PII Analyzer for HAR Files (Beta)

Description

The PII Analyzer for HAR Files is a Python script designed to scan HTTP Archive (HAR) files for Personally Identifiable Information (PII). It inspects all HTTP requests and responses within the HAR file, analyzing URLs, headers, request bodies, and response bodies to detect PII using predefined and custom regex patterns.
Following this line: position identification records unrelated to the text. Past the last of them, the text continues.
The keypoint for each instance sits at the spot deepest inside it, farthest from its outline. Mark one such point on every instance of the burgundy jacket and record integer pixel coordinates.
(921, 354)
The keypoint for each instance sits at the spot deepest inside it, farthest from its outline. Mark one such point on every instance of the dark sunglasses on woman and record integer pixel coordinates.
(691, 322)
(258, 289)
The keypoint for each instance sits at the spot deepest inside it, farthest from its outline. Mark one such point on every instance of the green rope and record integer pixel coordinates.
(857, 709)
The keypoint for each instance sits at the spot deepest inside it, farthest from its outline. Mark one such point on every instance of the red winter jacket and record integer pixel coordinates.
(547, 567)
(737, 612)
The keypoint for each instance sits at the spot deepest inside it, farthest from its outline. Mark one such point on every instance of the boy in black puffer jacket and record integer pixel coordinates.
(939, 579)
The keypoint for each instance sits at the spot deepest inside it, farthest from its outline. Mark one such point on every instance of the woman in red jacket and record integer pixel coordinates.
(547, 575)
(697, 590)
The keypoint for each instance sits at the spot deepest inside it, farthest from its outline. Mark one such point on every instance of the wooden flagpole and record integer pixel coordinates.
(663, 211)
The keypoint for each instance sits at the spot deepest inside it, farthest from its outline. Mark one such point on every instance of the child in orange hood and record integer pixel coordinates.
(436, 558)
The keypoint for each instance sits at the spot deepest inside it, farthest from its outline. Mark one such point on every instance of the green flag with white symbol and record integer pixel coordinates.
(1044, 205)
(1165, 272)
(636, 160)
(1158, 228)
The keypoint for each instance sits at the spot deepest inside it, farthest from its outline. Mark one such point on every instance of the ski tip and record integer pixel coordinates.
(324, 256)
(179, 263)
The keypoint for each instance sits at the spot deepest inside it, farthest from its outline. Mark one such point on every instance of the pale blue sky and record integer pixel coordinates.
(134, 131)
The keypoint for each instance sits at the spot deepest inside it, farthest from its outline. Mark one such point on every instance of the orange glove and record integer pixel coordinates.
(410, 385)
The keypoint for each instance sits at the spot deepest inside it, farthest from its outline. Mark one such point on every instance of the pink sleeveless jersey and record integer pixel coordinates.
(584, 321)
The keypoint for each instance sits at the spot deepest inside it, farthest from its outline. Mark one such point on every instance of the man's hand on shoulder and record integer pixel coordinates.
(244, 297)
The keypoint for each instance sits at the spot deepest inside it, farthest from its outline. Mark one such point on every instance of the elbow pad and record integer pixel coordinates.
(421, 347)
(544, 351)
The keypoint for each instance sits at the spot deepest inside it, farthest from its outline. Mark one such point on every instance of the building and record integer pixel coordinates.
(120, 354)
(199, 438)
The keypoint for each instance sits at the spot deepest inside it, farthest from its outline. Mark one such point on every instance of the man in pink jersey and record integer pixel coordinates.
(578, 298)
This tool is particularly useful for developers, security analysts, and privacy officers who need to ensure that sensitive data is not inadvertently exposed in network communications.

Features

  • Detection of Common PII: Uses predefined regex patterns to detect common PII types such as email addresses, phone numbers, credit card numbers, social security numbers, IP addresses, and dates of birth.
  • Possible PII Patterns: Optionally includes patterns for possible PII like GUIDs (Globally Unique Identifiers).
  • Custom Fields Support: Allows users to define custom regex patterns to search for specific fields or data within the HAR file.
  • Contextual Reporting: Provides line numbers and context snippets where PII is detected to facilitate easier analysis.
  • Structured Output: Collects results in a structured format suitable for creating Pandas DataFrames, allowing for easy data manipulation and export.
  • Configurable Analysis: Users can enable or disable possible PII patterns and custom fields via command-line arguments.

Disclaimer

This is a beta script. It is provided as-is and may contain bugs or limitations. It is intended for testing and evaluation purposes. Use it cautiously and do not rely on it as the sole means of detecting PII in your data.

Why Use This Script?

  • Data Privacy Compliance: Helps organizations comply with data protection regulations by identifying PII that may be exposed in network communications.
  • Security Auditing: Assists security professionals in auditing web applications for inadvertent leakage of sensitive information.
  • Development Testing: Enables developers to test their applications to ensure that PII is not being transmitted unintentionally.
  • Customization: Offers flexibility through custom regex patterns to detect organization-specific identifiers or data.

Prerequisites

  • Python 3.x: Ensure you have Python 3 installed on your system.
  • Required Python Packages:
  • pandas
  • Standard Libraries Used: json, re, argparse, urllib.parse, base64

Installation

  1. Download the Script

Save the main.py script to your local machine.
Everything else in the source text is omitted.